The Power of BERT: NLP Topic Modelling and Analyzing Podcast Transcripts
Recently I was scrolling through many podcast episodes and I had the idea to run topic modelling on podcast transcripts to help me determine if there were topics interesting enough for me to listen to the episode. This article is how I did that and what the results looked like.
BERT: Bidirectional Encoder Representations from Transformers
Bert bases its architecture on self attention mechanisms. If you want to learn more about BERT I recommend reading this book here:
BERT outputs word embeddings. These embeddings can be used for a variety of things such as text summarization and topic modelling. Unlike traditional topic modelling / NLP techniques, BERT doesn’t require techniques such as stemming/lemmatizing and removal of stop-words. In this case I am going to use BERT’s topic modelling abilities.

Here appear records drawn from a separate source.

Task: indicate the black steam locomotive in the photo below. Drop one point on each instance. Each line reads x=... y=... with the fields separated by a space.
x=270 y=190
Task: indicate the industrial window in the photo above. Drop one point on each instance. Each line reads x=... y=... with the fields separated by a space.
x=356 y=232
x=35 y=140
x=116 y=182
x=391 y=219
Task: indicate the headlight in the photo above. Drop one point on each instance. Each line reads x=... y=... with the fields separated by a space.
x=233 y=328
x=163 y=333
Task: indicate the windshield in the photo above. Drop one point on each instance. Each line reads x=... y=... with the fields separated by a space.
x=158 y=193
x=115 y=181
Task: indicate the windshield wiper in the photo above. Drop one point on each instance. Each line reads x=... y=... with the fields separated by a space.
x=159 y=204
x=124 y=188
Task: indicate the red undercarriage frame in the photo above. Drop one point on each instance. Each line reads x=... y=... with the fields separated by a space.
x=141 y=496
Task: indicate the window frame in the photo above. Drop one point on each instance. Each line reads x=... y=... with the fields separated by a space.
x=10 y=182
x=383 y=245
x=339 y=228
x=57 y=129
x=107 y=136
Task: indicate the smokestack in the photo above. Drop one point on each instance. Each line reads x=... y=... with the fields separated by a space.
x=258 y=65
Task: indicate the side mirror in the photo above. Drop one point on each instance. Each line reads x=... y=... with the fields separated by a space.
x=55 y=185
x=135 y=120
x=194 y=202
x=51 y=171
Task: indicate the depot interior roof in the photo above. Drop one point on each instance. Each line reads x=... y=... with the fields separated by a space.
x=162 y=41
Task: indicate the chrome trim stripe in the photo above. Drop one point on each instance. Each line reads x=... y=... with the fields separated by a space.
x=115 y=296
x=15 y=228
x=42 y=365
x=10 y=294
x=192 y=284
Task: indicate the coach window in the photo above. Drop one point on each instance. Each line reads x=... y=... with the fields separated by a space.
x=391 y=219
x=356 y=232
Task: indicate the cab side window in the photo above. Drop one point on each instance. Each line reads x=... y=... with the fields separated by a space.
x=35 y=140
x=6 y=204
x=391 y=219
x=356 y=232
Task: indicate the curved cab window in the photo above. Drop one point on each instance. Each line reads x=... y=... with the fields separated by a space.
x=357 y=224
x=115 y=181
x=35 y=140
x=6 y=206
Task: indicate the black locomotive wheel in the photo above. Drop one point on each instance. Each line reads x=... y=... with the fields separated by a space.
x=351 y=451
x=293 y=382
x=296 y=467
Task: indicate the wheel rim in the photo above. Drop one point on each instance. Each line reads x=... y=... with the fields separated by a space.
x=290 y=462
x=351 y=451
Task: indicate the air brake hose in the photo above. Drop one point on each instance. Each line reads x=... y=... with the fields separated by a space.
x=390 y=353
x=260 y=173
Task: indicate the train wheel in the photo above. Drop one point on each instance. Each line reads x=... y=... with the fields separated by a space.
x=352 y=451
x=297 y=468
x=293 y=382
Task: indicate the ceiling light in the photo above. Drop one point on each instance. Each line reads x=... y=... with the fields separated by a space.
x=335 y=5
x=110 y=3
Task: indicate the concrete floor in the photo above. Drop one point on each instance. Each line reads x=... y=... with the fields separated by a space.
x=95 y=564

If you wish to use BERT yourself you can find it here: https://pypi.org/project/bertopic/
The Podcast Episode:
I picked the most recent podcast episode here. Honestly the title is good enough of a description already, but let’s see if BERT will be able to pick the topics mentioned in the title (and perhaps other side conversations). I used Selenium to scrape the data from this site, if you want to learn how to web scrape: https://www.scrapingbee.com/blog/selenium-python/
There are many articles on how to use BERT, here’s one that may help if you want to get started with topic modelling with BERT: https://towardsdatascience.com/topic-modeling-with-bert-779f7db187e6
Evidently the BERT model is picking up relevant topics from the transcript— very similar to the title of the podcast (albeit slightly cryptically naming them) :
- Meaning_life_love
- religion_religious_theism_religions
- wisdom_rationality_puzzle_solving
- myths_patterns_stories_mythos
- sin_immoral_evil_immortality
Other interesting subjects:
- consciousness_unconcious_do_concious
- cognition_congitive_distributed_science
- flow_state_induction_need
- bullshit_deception_truth
- illusion_reality_we_math
- data_neural_networks_overfitting
- Death_mortality_problematic_die
- Video_games_world_game
It also happens to pick up times when the two speakers agree or disagree under the category no_yes_yeah_very. This is interesting as it indicates during these time frames, the two speakers share similar / dissimilar views (or just a misunderstanding and includes followup for clarification) on what ever subject they were talking about:
Another Interesting topics is also picked up: shampoo
If you want to know what library I used to create these visuals I used the Streamlit package. You can try it out here: https://docs.streamlit.io/library/get-started
Conclusion: Overall BERT is really good at identifying relevant topics. At the same time it does generate some garbage topics — which likely can be solved by tuning hyper parameters. The training time was less than 2 minutes on roughly 1000 sentences. And this project was set up and up in running in less than 3 hours. However, BERT has some issues when creating the topic names. They often come out awkward and reordered — why this happens? Maybe you can explain if you know!